I'm looking for a recipe for MOIST cornbread. I don't care if it's from scratch or from a box. Every time I make cornbread, I bake it on the low end of time, but always seems to be over baked, not dry per se ~ just crumbly. I'd like something similar to what Boston Market used to have ~ moist and dense.
I thought of your post tonight. We got our power back after the blizzard and I made a big pot of ham & bean soup, and since I could use the oven I baked cornbread from a box of cornbread mix I picked up from Trader Joe's. it might be what you're looking for. I used a metal 8 x 8 pan and 25 -30 minutes did it for me.
Very cake like. Sweeter than I normally make it, but really good. Had corn kernels in the mix, but not too many. I'll definitely keep this as a pantry staple. You need to add 1/2 cup vegetable oil (I used canola), 3/4 cup milk (I had skim, worked ok) and one large egg.
I follow the recipe on the back of the box of Quaker yellow cornmeal. It has sugar in it. I use melted butter and whole milk. I add grated cheddar and thinly sliced scallions because I like those flavors, but I don't like chunks of corn in mine. That starts to become a casserole. The cornbread comes out moist, when I bake it in a square metal pan. It's a bit thinner and more crumbly cooked in a cast iron skillet. I like it both ways. I mix softened butter with honey to serve with it.
I use this recipe all the time.
Jiffy Corn Muffin Mix - Copy Cat recipe
Makes: 6 regular size muffins.
This recipe is equal to one 8.5-ounce box of Jiffy Corn Muffin Mix.
2/3 cup all purpose flour
1/2 cup yellow corn meal
3 Tbsp granulated sugar
1 Tbsp baking powder
1/4 tsp salt
2 Tbsp vegetable oil
1 egg, beaten
1/3 cup milk
1. Preheat oven to 400-F.
2. Combine flour, corn meal, sugar, baking powder and salt. Mix well.
3. Whisk in vegetable oil and mix until dry mixture is smooth and lumps are gone.
4. Combine the egg and milk. Mix well. Stir egg/milk mixture into the dry ingredients until they are just moistened.
5. Fill standard muffin tins 1/2 full and bake 15 to 20 minutes until a toothpick inserted in the middle of a corn muffin comes out clean.
Boston Market's cornbread is very sweet and very cakey - not dense. It's like a fluffy corn muffin and seems like a yellow cake recipe with some cornmeal thrown in as an afterthought.
Cornbread IS crumbly. Even if not drier than it's supposed to be. I once read that using buttermilk makes it crumble less, but have not found that to be the case, and in other places have read that buttermilk CONTRIBUTES to crumbling.

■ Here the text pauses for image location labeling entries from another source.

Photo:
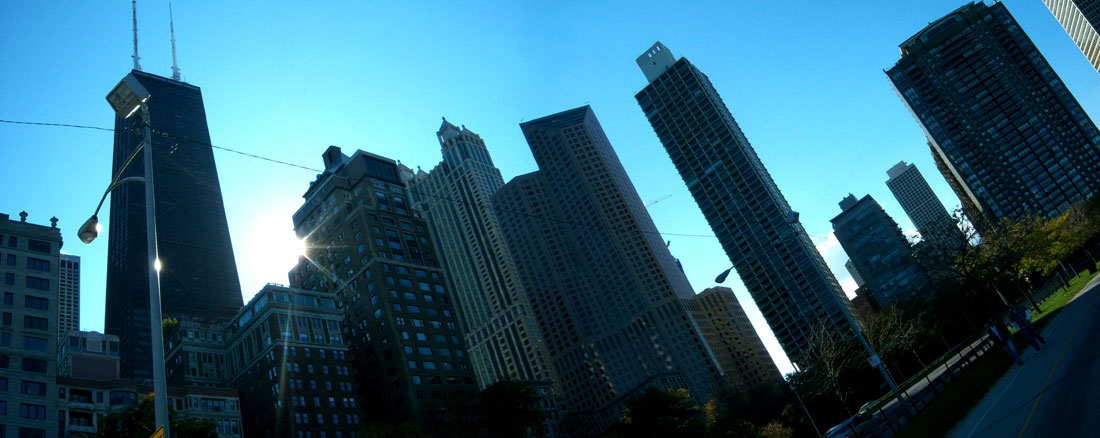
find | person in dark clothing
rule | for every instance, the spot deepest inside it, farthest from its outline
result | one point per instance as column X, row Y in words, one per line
column 1021, row 318
column 1001, row 334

These days I use the Trader Joe's mix and buttermilk or diluted yogurt. Not as dry as Jiffy or Marie Callender.
The most crumbly cornbread that I've made was with a Jiffy mix, but without the egg. I was camping and had to make do.
An all cornmeal version (Southern) tends also to be crumbly, especially if the meal isn't fine. The crust (from hot fat in a castiron skillet) helps hold it together.

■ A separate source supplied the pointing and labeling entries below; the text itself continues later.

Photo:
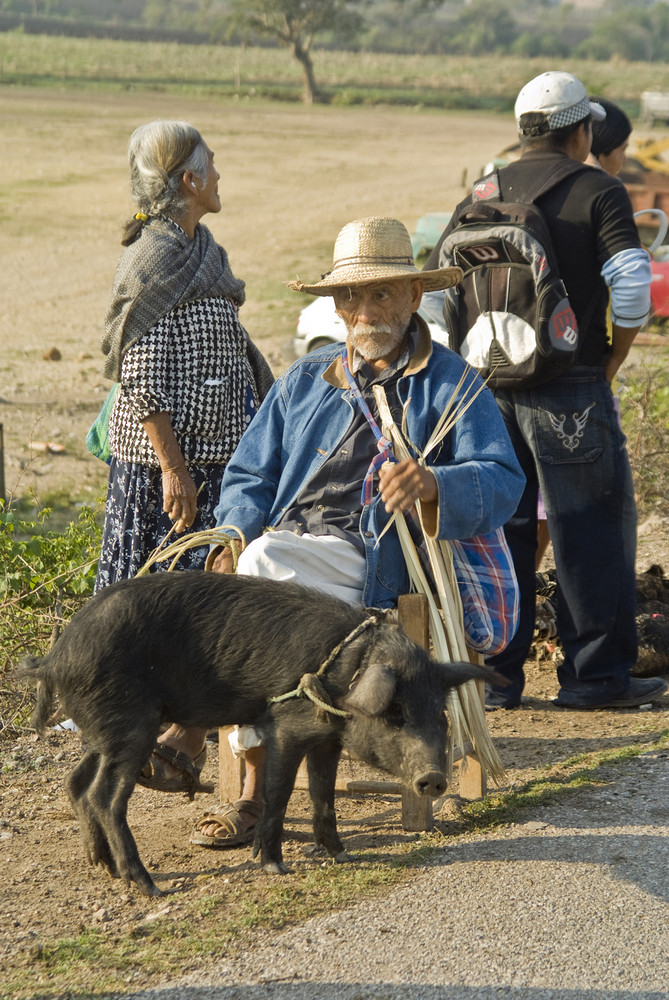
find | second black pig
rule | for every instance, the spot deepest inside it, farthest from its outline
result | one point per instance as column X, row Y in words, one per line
column 206, row 649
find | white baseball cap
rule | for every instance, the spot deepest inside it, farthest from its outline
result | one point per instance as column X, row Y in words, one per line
column 560, row 97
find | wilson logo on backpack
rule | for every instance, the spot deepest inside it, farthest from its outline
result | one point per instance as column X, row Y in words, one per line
column 510, row 316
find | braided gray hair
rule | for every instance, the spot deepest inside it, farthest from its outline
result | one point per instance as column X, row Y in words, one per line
column 159, row 153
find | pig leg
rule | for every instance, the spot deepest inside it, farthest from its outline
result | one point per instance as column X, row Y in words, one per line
column 322, row 763
column 94, row 840
column 108, row 798
column 280, row 771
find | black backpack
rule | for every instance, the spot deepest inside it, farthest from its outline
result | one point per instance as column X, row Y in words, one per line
column 510, row 316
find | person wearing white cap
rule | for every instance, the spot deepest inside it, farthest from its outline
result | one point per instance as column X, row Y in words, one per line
column 309, row 467
column 565, row 432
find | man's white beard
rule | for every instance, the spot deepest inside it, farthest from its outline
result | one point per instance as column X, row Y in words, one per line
column 374, row 342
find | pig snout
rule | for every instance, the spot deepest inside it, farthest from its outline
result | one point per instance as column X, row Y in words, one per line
column 432, row 783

A half flour, half cornmeal version, with 1 egg per cup of the flours, would, in my experience, be best.
Though, there is another choice - spoon bread. This is one that has more liquid (including eggs), and is baked longer, making a cross between cornbread and custard pudding.
I'm not familiar with Boston Market's cornbread. Do you use straight cornmeal or a mixture of cornmeal and flour? I think Pioneer Woman's recipe might be what you are looking for. I have been making it for a while and l am about ready to try something else because it is too moist. How's that for a recommendation? It is quite good but maybe a tad too moist for me.
I see she hasn't fixed her instructions. I stir the milk mixture into the dry ingredients and then stir in the melted shortening, except that I use butter instead of shortening.
I haven't made it, but most of the "copy cat" versions online seem to call for half Jiffy cornbread mix and half yellow cake mix. 1 to 1 for small Jiffy boxes of both, or 2 boxes Jiffy cornbread mix to 1 regular size cake mix.
I have to think that there has to be a way to do a homemade version. My cornbread is from the recipe on Chow. But it's a typical crumbly one (in a good way I think).
I hope someone else can help. But the Boston Market kind is sweeter even than most Northern cornbreads.